03 maio 2014

em casa de Tigran Mansurian

O compositor Tigran Mansurian abriu-nos a sua casa para uma entrevista. Enquanto se dava um jeitinho ao cenário, ele começou a trabalhar numas pautas e esqueceu-se que estávamos ali a meio metro dele, a mexer ora os livros para a direita ora um retrato para a esquerda. Ri-me um bocadinho do seu alheamento, mas no fundo estava muito impressionada com tamanha capacidade de concentração.

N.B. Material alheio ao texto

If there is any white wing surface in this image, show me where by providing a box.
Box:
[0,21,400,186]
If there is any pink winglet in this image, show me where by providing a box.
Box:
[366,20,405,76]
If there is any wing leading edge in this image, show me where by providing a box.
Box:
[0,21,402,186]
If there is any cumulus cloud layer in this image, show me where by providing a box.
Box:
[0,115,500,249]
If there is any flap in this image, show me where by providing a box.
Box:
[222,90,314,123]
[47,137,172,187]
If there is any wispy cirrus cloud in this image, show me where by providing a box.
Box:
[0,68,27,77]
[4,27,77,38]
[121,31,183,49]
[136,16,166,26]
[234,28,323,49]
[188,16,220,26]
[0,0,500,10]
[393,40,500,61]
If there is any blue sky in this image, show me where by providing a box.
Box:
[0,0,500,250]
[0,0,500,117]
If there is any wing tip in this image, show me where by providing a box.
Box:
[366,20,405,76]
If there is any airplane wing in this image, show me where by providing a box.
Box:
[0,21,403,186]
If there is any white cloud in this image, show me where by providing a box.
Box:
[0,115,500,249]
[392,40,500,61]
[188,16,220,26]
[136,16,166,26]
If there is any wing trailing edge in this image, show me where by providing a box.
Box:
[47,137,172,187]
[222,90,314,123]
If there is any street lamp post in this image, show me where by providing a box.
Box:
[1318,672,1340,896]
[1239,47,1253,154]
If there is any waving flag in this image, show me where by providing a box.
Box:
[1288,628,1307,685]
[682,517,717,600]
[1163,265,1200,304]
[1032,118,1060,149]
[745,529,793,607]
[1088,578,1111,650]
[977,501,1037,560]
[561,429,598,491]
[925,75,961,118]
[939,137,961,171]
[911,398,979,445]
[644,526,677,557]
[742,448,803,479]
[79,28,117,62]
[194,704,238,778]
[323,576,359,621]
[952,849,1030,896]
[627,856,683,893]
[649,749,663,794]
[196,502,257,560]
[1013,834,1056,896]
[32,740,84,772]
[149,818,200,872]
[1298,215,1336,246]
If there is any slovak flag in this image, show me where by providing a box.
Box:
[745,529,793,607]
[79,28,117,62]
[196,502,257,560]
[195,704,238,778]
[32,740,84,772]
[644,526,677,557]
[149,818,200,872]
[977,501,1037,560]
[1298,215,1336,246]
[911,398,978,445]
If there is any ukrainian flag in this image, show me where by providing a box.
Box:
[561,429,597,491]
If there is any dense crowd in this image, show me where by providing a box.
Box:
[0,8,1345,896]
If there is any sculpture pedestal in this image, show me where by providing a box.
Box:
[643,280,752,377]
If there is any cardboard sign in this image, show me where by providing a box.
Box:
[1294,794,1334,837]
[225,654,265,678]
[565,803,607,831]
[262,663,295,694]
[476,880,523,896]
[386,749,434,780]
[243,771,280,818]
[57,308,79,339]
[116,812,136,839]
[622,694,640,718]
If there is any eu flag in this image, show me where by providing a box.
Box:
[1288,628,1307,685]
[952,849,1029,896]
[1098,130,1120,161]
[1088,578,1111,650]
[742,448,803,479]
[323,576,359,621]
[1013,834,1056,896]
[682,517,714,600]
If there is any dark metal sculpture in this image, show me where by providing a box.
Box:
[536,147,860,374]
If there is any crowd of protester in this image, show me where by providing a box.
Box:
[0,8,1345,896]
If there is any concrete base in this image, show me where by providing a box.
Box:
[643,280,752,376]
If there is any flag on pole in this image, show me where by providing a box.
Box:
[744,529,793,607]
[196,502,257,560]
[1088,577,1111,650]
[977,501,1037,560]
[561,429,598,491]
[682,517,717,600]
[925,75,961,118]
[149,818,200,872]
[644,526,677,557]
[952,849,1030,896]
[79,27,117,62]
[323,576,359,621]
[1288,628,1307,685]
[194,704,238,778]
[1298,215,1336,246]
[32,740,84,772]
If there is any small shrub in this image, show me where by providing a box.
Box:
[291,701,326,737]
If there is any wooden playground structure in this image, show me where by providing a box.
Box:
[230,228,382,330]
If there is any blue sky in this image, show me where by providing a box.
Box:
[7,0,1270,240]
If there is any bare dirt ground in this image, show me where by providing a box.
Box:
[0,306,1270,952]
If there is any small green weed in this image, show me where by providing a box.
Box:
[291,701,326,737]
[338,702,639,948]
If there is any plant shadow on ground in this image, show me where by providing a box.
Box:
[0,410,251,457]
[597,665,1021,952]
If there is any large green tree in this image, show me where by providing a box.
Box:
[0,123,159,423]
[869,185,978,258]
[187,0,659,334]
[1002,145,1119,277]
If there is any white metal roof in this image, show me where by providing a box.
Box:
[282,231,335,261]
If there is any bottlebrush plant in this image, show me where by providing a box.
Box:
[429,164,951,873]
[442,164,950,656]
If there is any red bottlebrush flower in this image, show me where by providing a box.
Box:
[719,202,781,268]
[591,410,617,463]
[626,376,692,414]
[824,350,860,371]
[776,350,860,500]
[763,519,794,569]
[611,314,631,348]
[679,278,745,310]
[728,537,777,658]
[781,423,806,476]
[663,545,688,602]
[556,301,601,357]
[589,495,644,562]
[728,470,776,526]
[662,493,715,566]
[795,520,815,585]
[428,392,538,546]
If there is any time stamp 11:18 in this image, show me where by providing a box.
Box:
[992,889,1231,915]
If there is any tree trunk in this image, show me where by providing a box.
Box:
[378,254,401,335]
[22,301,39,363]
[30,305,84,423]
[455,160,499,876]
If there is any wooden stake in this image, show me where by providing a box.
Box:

Deixou-se filmar à mesa, a trabalhar, e depois tocou para nós uma peça que tem andado a compor, e repetiu pacientemente as vezes que foi preciso.

Na parede em frente à mesa de trabalho tem um quadro do Aragats, que imediatamente me lembrou um comentário de Alexander Liebreich, o maestro da Münchener Kammerorchester: "os seus trabalhos combinam leveza e solidez de forma extraordinária". Aragats, o ponto mais alto da Arménia.

No fim, queria convidar-nos para tomar chá com ele. Mas era tarde, tínhamos de sair a correr para o próximo ponto da agenda - e saímos, levando num saco os bolos que tinha preparado para nós.

Em Berlim, um violista português que foi aluno da Kim Kashkashian tinha-me dito que Tigran Mansurian é um dos compositores mais interessantes do nosso tempo. Acreditei, que nestas coisas sou muito de emprenhar pelos ouvidos e além disso estou completamente rendida ao seu Requiem. Gostei de saber que este ano, para festejar o seu 75º aniversário, fizeram vários concertos na Europa e nos EUA, e publicaram inúmeros artigos (1, 2, 3, 4, 5, 6, 7, etc.) em sua homenagem. Vale muito mais elogiar e apoiar os artistas em vida, que encher o facebook e os jornais com exclamações, quando já pouco lhes adianta.

Mansurian é uma espécie de "super star" da Arménia: conhecido por todos, e muito estimado. Tanto os condutores de táxi como os jovens com quem se cruza na rua, todos o cumprimentam com deferência e alegria. Assisti a uma cena de adolescentes a fazer fila para se fotografarem com ele, para o facebook. Dizia que sim a todos, com o mesmo sorriso acolhedor com que nos deixou mudar móveis e livros na sua sala. Via-os por trás: depois da foto, a sua mão continuava pousada no ombro do outro por uns momentos, enquanto trocavam algumas frases.
Não conheço nenhum outro compositor de música erudita que goze desta celebridade. E não conheço nenhum "super star" que se mostre tão acessível.
Mesmo sabendo que esta é a sua forma natural de estar com as pessoas, sinto-me muito honrada e grata pela forma como soube fazer-nos sentir acolhidos, e como nos ajudou.
E dado que quero acabar este post ainda hoje, não vou dizer nada sobre a sua formidável assistente, a Chaghig, que na Arménia é ainda mais que a minha sorte grande, o totoloto e o euromilhões, tudo numa pessoa só.






5 comentários:

snowgaze disse...

<3 Lindo.

Gi disse...

Uma viagem muito interessante. Vou ter de googlar e youtubar muita coisa.

Helena Araújo disse...

Youtuba o Requiem, vais ver!

Paulo disse...

Não seria de todo má ideia termos o Requiem na próxima temporada, a acompanhar o lançamento do filme.

Helena Araújo disse...

Falei disso na Gulbenkian, e também ao RIAS. Mas nessa semana o RIAS está em digressão por outros lados, e quem vai a Lisboa mostrar a música arménia vai ser o Jordi Savall. Sabes que esta música o tem ajudado muito a fazer o luto da Montserrat?
Em todo o caso: o Requiem tem de ser mostrado em Portugal. Aquilo é lindo, do outro mundo.